Hmmm.... Just what will this different "more" and different "faster" look like? How will these tools be used? Will people use social tools in more creative ways to futher the advancement of humanity or will we find people using social tools for more destructive means? Interesting thoughts to ponder lead to various imaginative scenarios. For me, I am optimistic, but I will definitely continue watching and participating in a variety of social networks.
I was intrigued by the concept in Ch. 2 of the "Tragedy of the Commons," described by biologist Garrett Hardin. In a given situation with a group of people, "as long as everyone refuses to behave greeedily, everyone benefits." He gave the example of sheep owners willingly refraining from overgrazing their sheep in a common pasture to keep the pasture healthy. This works until one shepherd decides to let his sheep graze longer, so that they are fatter for market. It is also the concept behind imposing gratuity on a restaurant check for large parties, where a member of the group may shirk their obligation to tip, thinking everyone else has them covered. Shirkey related this to collective action by a group on behalf of its members via social tools, which is still rare. On the web, self monitoring and independent choice when self-publishing are necessary to allow the web to be "G"-rated.

The advantage of new social tools is the ease of forming groups, what we have been attempting to establish through our own PLN. Shirkey says, "Ridiculously easy group-forming matters because the desire to be part of a group that shares, cooperates, or acts in concert is a basic human instinct that has always been constrained by transaction costs." I look forward to continuing the search for meaningful groups to support my professional learning. Thanks, Drew and group!
A quote that I really could connect to comes from Ch. 4 and is on the topic of what people post on the internet:

"Now that the cost of posting things in a global medium has collapsed, much of what gets posted on any given day is in public but not for the public."
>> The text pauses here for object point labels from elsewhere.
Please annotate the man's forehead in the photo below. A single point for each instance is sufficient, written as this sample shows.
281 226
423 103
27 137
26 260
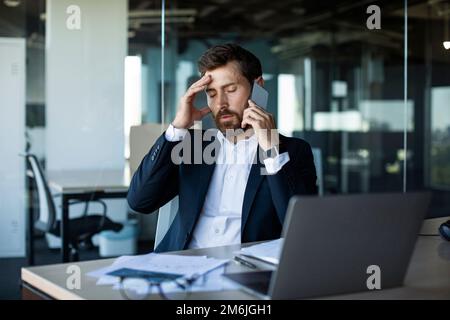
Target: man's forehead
226 74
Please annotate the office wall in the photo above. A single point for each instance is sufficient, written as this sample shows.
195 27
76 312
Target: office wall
12 142
85 89
84 85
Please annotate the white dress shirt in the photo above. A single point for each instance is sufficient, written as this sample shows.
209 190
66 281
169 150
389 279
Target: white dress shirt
219 223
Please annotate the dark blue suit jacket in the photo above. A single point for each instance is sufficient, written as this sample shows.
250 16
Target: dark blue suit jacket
158 180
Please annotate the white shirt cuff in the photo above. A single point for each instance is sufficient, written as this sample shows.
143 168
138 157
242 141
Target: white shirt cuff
273 165
175 134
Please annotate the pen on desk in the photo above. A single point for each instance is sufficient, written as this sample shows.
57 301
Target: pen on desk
244 262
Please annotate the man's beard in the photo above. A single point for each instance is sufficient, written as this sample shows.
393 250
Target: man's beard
233 122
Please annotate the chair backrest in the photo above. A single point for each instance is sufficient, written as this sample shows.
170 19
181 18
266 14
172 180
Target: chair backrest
165 218
142 138
317 154
47 211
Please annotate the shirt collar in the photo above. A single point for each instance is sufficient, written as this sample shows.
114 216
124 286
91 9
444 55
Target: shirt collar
223 140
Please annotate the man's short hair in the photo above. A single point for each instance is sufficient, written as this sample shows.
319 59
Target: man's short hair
220 55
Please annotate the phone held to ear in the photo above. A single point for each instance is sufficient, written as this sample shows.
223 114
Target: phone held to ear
259 95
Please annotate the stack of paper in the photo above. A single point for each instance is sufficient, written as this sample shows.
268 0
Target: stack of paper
268 252
187 266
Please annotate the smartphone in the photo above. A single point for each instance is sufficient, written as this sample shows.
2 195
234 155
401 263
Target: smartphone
259 95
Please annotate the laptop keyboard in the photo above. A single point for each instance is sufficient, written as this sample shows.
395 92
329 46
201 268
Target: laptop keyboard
258 281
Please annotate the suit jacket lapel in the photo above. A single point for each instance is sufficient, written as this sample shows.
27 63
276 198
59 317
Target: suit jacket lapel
254 180
204 175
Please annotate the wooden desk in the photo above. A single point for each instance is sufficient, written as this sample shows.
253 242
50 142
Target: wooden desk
85 185
428 277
As the book points out, just in the recent past, if we wanted to talk to someone or talk to a group of people, we would either have to meet face to face or talk on the phone. What was said in the group was only heard by the group. Nowadays, with all the technology available, it is almost simpler to post your thoughts through digital media, whether it be a blog, facebook, twitter, or some other social network. Even though you are posting something on a public network, you aren't necessarily posting it for the whole social network to view and respond to. You are posting it for those that would be interested in seeing your post, namely your friends and family. Posting online is a much simpler and quicker way to get a message across to a large group of people. Calling each one individually or organizing a meeting with a group is much more time consuming.

I find that I have turned to this method quite often over the past few years. I used to spend so much time on the phone, or meeting up with people to discuss different issues. With digital posting, I now can either update my status, post a tweet, email a large group using email addresses, or send a mass text to get a message across to a group of people. Although it is handy at times, I feel like communication is starting to lose its personal side, which is a definite downfall when I think about it. This makes me realize, though, that when I see other people's status updates or tweets that I don't understand, it means the comments or posts were simply not meant for me, piggybacking on the quote used by Drew and Christy. They were typed and posted in public, but they weren't meant for everyone.

On another note, I loved those videos. They were very informative, especially "The CommonCraft Show." It was also neat to see what goes on to create the digital media we see everyday on the digital ethnography. I am looking into google reader and netvibes right now. I still need to research tweetdeck to see it's something I think I would use often enough for it to be worth it.